Follower progress is local-append progress

Section titled “Follower progress is local-append progress”

An owner read is only a proposal from the follower’s point of view. A follower advances its durable replication cursor only after its own local append path accepts the owner’s batch, never from the owner-returned offsets alone.

This keeps the durability contract honest: a replica-durable confirm waits on what followers have accepted durably, not on what the owner attempted to send. It also keeps gaps, overlaps, stale epochs, and future prefix-validation failures meaningful, because a follower cannot report itself caught up without actually holding the corresponding local durable records.

Replicated events cannot outrun replicated messages

Section titled “Replicated events cannot outrun replicated messages”

Queue state is derived from events, but a ready/delivered/settled event is meaningless unless the payload it references is present and accepted in the message log. Replication therefore applies strictly in order:

  1. append replicated messages,
  2. append replicated events only if the message append was accepted,
  3. mutate in-memory queue state only if the event append was accepted.

This prevents a follower from holding in-memory state that claims “offset N is ready” while payload N is missing, stale, or from a different owner history. A rejected message batch skips the paired event batch for that pull, and the follower repairs or retries through a safe path. This invariant is enforced at recovery and at promotion, not on the live apply path: catch-up legitimately runs with events transiently ahead of their messages, so a live hard-fail would be wrong.

Keratin’s replicated append rejects partial overlap by default, which is correct: “I already have offsets 0..10” does not prove those bytes are identical to a new owner’s 0..10, and accepting a suffix over an unproven prefix would silently bless divergence.

So the broker’s checkpoint-aware catch-up treats overlap or a gap as a repair signal: install the owner’s queue-state checkpoint, reset local follower logs to the checkpoint continuation, then resume pulling. AlreadyPresent stays a pure idempotence outcome that advances only over the owner-returned range.

A future improvement is prefix hash/CRC validation in Keratin: once an existing prefix is proven byte-identical, a suffix append can be safe without a checkpoint reset.

Replica-durable visibility: consumers see only committed data

Section titled “Replica-durable visibility: consumers see only committed data”

Durability (when a publish confirms) and visibility (when a consumer may receive a message) must agree. A replica-durable queue gates delivery on the committed-replicated watermark, the Kafka high-watermark model: a delivery lease is only allowed for offsets below the highest offset durable on the required number of replicas.

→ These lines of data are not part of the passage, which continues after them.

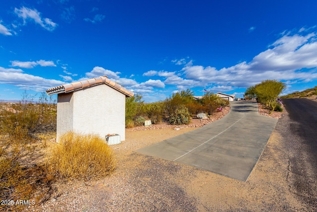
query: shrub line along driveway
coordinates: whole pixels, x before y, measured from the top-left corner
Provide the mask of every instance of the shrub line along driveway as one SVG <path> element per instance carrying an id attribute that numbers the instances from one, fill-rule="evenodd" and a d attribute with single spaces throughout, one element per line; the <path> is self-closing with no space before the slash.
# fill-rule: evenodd
<path id="1" fill-rule="evenodd" d="M 137 151 L 246 182 L 277 122 L 256 102 L 232 102 L 222 119 Z"/>

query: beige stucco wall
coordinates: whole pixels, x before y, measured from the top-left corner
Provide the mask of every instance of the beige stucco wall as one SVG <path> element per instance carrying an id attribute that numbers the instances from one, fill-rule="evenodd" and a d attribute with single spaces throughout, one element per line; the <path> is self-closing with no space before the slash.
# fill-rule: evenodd
<path id="1" fill-rule="evenodd" d="M 116 134 L 120 135 L 121 141 L 125 140 L 124 94 L 106 84 L 71 93 L 68 105 L 57 101 L 57 114 L 59 104 L 59 111 L 62 108 L 64 110 L 62 112 L 64 116 L 65 113 L 72 112 L 72 122 L 62 120 L 64 116 L 57 116 L 57 126 L 59 125 L 57 129 L 60 131 L 58 135 L 70 130 L 70 127 L 65 125 L 69 124 L 72 125 L 70 130 L 74 132 L 94 133 L 103 138 L 108 134 Z M 67 119 L 70 116 L 66 115 Z"/>
<path id="2" fill-rule="evenodd" d="M 73 130 L 73 100 L 72 92 L 57 95 L 57 142 L 58 142 L 58 138 L 63 134 Z"/>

The watermark is the (nodes - 1)-th largest follower durable message_next (the owner is always durable locally), maintained from the same follower progress reports that drive the publish-confirm gate, so durability and visibility stay consistent by construction. It is exposed to the delivery loop as one per-queue atomic ceiling, so the hot path stays lock-free.

Local-durable queues are never gated: with the owner alone defining durability there is no committed watermark to wait on, so single-node delivery is unchanged. The consequence on a replica-durable queue is that delivery latency is bounded below by commit latency. That is correct: consumers trade a few milliseconds for never acting on data that could vanish on failover.

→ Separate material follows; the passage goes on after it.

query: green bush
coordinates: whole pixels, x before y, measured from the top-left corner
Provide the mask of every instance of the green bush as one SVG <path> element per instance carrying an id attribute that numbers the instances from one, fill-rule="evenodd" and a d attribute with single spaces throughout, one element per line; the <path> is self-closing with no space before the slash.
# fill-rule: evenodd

Strict request-then-response per batch left the follower idle on the wire while applying and idle applying while fetching. Once batch sizes made fsync cheap, that serialization (an owner-read round trip plus an apply, repeated per tick) became the dominant cluster latency.

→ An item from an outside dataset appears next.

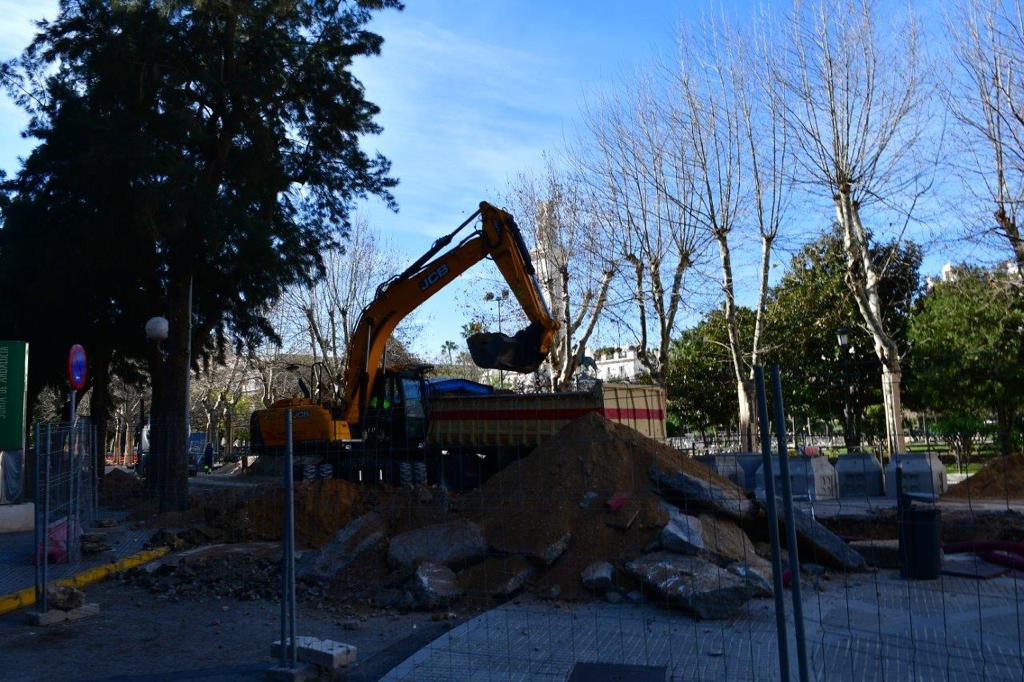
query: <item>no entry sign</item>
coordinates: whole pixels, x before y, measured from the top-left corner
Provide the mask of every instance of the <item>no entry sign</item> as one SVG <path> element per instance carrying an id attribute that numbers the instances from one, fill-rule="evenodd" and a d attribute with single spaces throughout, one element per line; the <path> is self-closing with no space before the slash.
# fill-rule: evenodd
<path id="1" fill-rule="evenodd" d="M 68 383 L 76 391 L 80 391 L 85 387 L 85 348 L 76 343 L 68 351 Z"/>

The streaming model is a continuous stream with credit-based flow control. The follower opens a stream and grants the owner a byte budget. The owner pushes offset-ordered batches down one connection and pauses when credit runs low. The follower reads into a bounded in-order buffer and applies concurrently, so the next batch arrives while the current one is applied. TCP already gives in-order, reliable single-connection delivery, so ordering needs no per-batch round trips. Credit refills at a low watermark (not at zero) so the pipe never drains. The applier still runs sequentially through the unchanged durable apply path, so the failover-safety ordering is untouched: only fetching is overlapped.